# Illusttrator CS - Vektor zeichnen



## josDesign (18. Juni 2004)

So Freunde!

Ich gebs auf!

Ich habe jetzt Jahre lang mit Corel Draw gezeichnet und muss sagen da beherrsch ich das ganze...

aber im Illustrator CS kenn ich mich nicht aus...

Wie kann ich da einzelne Pfadpunkte zu Kurven umwandeln, usw.... 

Gibts irgendwo eine Beschreibung... in der Hilfe steht auch nicht viel!


----------



## thoru (18. Juni 2004)

Hallo josDesign,

im Flyout vom Pfadwerkzeug befindet sich das 
Anker-Punkt-konvertieren-Werkzeug. Damit kannst du
die Knotenpunkte in Kurvenpunkte umwandeln. Mit
Unterstützung der ALT-Taste (Windows) wandelst du
den Knotenpunkt in einen Eckpunkt um.
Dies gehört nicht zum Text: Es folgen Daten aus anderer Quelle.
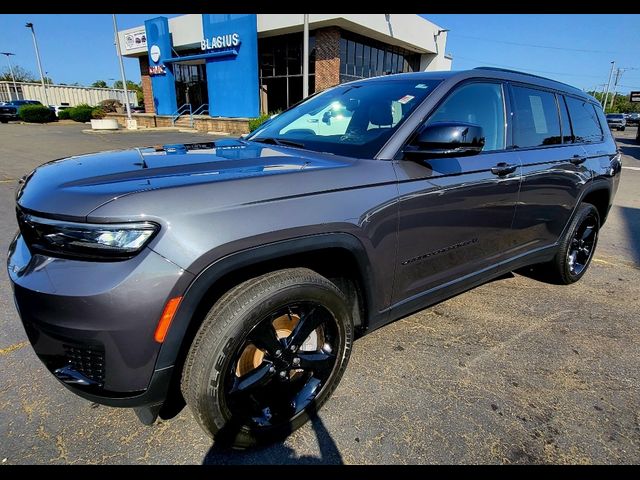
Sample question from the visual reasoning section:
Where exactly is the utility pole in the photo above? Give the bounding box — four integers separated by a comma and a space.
602, 61, 616, 110
609, 68, 624, 109
111, 13, 135, 128
24, 22, 49, 106
0, 52, 20, 100
302, 13, 309, 98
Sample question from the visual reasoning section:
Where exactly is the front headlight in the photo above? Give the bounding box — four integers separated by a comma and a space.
18, 212, 160, 261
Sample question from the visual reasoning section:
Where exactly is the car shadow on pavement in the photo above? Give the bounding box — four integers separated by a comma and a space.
615, 206, 640, 265
202, 406, 344, 465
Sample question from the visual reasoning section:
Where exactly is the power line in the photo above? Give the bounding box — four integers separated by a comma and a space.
455, 33, 632, 54
454, 55, 602, 78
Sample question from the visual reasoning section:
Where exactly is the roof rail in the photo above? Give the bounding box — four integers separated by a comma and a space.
474, 67, 581, 91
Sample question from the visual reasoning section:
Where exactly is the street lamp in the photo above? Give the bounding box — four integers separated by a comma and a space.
433, 28, 449, 54
112, 13, 134, 124
0, 52, 20, 100
24, 22, 49, 105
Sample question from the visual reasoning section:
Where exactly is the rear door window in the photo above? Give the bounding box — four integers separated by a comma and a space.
566, 97, 603, 143
556, 95, 573, 143
513, 85, 561, 148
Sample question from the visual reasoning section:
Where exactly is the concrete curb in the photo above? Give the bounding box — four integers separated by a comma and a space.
82, 127, 184, 134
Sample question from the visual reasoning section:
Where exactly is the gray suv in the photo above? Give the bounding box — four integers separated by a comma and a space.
8, 68, 621, 447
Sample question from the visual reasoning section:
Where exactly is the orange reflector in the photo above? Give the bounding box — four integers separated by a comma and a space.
153, 297, 182, 343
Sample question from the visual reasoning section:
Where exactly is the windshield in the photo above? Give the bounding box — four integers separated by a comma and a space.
248, 79, 441, 158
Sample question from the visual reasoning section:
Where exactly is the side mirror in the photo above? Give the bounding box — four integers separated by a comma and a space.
403, 122, 484, 157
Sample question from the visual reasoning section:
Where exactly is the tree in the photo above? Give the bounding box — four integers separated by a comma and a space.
588, 92, 640, 113
0, 65, 36, 82
113, 80, 144, 103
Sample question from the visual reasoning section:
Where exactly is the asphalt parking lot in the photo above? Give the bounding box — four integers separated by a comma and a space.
0, 124, 640, 464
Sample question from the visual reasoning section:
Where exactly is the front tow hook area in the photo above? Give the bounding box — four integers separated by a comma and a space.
133, 403, 162, 425
53, 366, 100, 386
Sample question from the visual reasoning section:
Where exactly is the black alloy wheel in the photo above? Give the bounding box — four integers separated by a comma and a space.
533, 203, 600, 285
567, 212, 598, 276
223, 302, 339, 428
181, 268, 353, 448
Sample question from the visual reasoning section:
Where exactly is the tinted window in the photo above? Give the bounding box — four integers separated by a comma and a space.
427, 83, 505, 152
556, 95, 573, 143
566, 97, 602, 142
513, 86, 560, 148
248, 80, 440, 158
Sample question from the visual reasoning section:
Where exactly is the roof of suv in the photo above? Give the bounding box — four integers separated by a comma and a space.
351, 67, 597, 102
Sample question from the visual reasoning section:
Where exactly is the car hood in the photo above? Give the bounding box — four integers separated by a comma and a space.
16, 140, 349, 220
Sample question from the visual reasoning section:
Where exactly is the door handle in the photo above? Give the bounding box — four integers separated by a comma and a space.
491, 162, 518, 177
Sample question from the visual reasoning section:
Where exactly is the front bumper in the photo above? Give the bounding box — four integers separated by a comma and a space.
7, 235, 193, 407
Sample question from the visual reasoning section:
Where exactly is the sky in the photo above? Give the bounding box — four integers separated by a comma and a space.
0, 13, 640, 93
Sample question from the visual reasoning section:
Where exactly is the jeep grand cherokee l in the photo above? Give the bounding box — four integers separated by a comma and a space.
8, 68, 621, 447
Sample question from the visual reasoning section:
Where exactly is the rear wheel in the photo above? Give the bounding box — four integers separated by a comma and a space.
545, 203, 600, 285
182, 268, 353, 448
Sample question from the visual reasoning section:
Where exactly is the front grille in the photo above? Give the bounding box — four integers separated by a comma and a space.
63, 345, 104, 387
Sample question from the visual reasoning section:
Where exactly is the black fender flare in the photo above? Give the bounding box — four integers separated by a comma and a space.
556, 178, 612, 244
155, 232, 373, 370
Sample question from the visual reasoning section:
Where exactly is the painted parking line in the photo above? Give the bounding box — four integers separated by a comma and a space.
0, 342, 29, 357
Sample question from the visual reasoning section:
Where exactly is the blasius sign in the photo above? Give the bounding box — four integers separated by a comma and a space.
200, 33, 240, 50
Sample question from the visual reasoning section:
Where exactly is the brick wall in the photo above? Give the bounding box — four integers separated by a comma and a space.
140, 56, 156, 113
315, 27, 340, 92
107, 113, 249, 135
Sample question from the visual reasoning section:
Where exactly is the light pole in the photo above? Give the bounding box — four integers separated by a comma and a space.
609, 68, 623, 110
602, 61, 616, 111
25, 22, 49, 106
302, 13, 309, 98
0, 52, 20, 100
111, 13, 132, 124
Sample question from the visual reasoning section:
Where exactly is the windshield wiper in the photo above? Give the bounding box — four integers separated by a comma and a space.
252, 137, 304, 148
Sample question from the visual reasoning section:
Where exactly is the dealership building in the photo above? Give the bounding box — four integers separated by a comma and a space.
118, 14, 451, 130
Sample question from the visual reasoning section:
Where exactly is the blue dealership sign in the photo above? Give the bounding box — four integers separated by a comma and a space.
201, 13, 260, 117
144, 17, 178, 115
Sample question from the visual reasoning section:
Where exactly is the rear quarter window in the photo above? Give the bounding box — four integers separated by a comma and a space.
566, 97, 606, 143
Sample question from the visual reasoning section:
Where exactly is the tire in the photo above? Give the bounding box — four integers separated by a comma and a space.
545, 203, 600, 285
181, 268, 353, 448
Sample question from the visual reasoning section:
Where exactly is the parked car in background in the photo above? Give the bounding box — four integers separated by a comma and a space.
607, 113, 627, 132
0, 100, 42, 123
7, 68, 621, 447
49, 102, 71, 117
627, 113, 640, 125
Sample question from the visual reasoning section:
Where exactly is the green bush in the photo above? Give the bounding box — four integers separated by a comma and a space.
18, 105, 56, 123
98, 98, 122, 113
67, 103, 93, 123
249, 114, 272, 132
91, 107, 106, 118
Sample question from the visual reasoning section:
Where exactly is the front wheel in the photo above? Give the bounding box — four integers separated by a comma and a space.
181, 268, 353, 448
546, 203, 600, 285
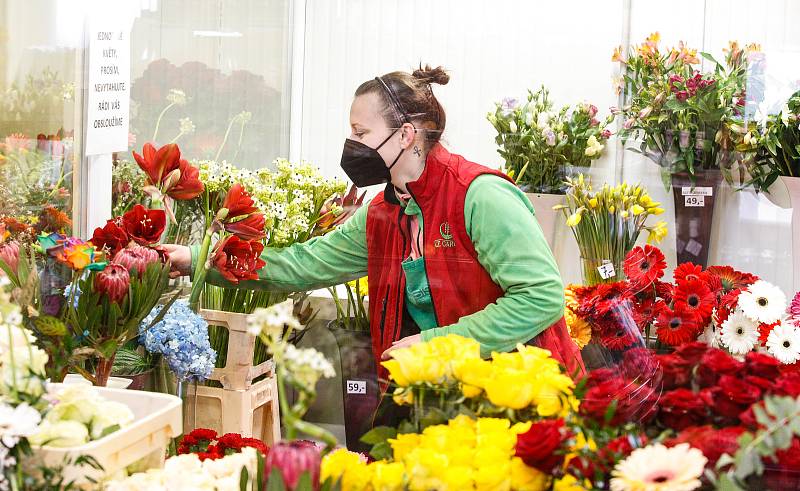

Dies geht aber
nur für den einen Punkt den du behandelst.


cu
thoru


----------



## josDesign (21. Juni 2004)

Ahja.... jetzt versteh ich das schon einigermaßen...

Aha.... Ja.... Wart mal...........


[15 Min später:] OK, kenn mich aus... ich war ein bisschen verwöhnt von Corel DRAW!
Danke vielmals!


----------